= TNA Entertainment, LLC v. Wittenstein =

TNA Entertainment, LLC. v. Wittenstein and World Wrestling Entertainment, Inc. 12-0746-III was a lawsuit filed on May 23, 2012, in Nashville, Tennessee in the Chancery Court by TNA Entertainment, LLC., against former employee Brian Wittenstein and World Wrestling Entertainment, Inc. (doing business as WWE). WWE and TNA were the two largest national professional wrestling promotions in the United States. The suit alleged that Wittenstein violated a non-disclosure agreement and shared confidential information with WWE which represented a comparative advantage in negotiating with wrestling talent under contract with TNA.

The lawsuit was formally withdrawn without prejudice, by the plaintiff, TNA, on January 15, 2013, under a "Notice of Voluntary Nonsuit" which offers no ruling on the merits of the suit and allows TNA to potentially refile at a later date.

==Background==
Brian Wittenstein signed a severance agreement with TNA, his former employer, on August 3, 2011, which included a non-disclosure agreement preventing him from disclosing certain confidential TNA information (including information regarding talent contracts). He was subsequently hired by WWE after which, TNA asserted that Wittenstein violated the agreement by downloading confidential TNA trade secrets and providing that information to WWE. WWE employees expressed concern about Wittenstein's tendency to state openly what he knew about TNA and Wittenstein was fired before completing his probationary period. Although WWE fired Wittenstein and alerted TNA officials as to the disclosure of the information, TNA claimed that WWE had access to the information for three weeks prior to disclosure and in this time, WWE used secret contract information and attempted to poach their talent in violation of Tennessee's Uniform Trade Secrets Act. The information was alleged to include data regarding wrestler compensation, which was used to recruit contracted TNA talent to work for WWE. One prominent wrestler named in the suit was Ric Flair, whom TNA claims asked for his release from the company in order to sign with WWE following Wittenstein's disclosure of information to WWE.

In TNA's suit, they stated:

In order to injure TNA and gain a competitive advantage, WWE intentionally interfered with TNA’s contractual relationship with Ric Flair and maliciously used the trade secrets and confidential information provided by Wittenstein to approach Ric Flair.

== Case ==
At the start of the case, the judge issued a temporary injunction against WWE requiring them to hand over any TNA classified documents they held, which WWE complied with and provided evidence of their servers that they had removed all confidential TNA information from their internal systems. The court also issued a permanent injunction against Wittenstein, requiring him to return all information he had on TNA and prohibited him from revealing the information to any third parties or from breaching any contracts he had with TNA.

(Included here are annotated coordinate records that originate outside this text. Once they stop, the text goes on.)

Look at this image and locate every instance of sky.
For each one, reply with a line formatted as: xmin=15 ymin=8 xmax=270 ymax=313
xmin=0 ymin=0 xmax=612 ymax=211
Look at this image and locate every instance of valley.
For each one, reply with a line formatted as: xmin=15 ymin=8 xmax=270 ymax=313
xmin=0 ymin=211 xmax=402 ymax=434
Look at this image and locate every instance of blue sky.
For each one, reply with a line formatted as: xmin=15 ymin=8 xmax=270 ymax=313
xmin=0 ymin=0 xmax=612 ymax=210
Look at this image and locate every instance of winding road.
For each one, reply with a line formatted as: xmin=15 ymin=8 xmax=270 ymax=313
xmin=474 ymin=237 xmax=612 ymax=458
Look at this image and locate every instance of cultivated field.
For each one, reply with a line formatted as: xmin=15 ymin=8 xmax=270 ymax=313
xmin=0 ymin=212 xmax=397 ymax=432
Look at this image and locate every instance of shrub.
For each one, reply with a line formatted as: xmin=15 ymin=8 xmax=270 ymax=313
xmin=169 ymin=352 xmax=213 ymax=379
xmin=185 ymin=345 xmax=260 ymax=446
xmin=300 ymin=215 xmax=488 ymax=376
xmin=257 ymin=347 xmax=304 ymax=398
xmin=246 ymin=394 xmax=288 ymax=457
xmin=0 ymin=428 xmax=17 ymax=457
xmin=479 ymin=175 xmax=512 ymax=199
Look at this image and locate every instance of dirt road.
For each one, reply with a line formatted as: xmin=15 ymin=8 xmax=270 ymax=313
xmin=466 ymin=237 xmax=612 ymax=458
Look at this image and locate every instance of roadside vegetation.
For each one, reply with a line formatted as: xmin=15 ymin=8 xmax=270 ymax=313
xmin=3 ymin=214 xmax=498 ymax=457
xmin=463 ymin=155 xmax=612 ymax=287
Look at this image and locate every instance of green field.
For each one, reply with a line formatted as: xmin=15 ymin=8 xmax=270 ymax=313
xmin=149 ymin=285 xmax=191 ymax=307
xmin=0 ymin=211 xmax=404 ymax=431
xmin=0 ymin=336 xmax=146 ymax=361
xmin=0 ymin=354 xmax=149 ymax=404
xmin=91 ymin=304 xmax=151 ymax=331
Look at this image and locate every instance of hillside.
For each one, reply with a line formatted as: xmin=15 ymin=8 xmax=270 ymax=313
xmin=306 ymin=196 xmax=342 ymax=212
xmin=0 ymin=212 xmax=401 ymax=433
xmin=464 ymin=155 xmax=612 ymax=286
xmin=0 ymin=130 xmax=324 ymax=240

During the case, WWE ordered its employees not to have any professional or social contact with anybody related to TNA. They also held off signing El Generico because he had wrestled for TNA. TNA requested an injunction to prohibit WWE from signing any former TNA wrestlers but the judge denied this on the grounds of WWE stated they had no intention to sign Ric Flair.

In January 2013, TNA announced they were dropping the lawsuit, with both sides covering their own legal fees and TNA covering the court costs.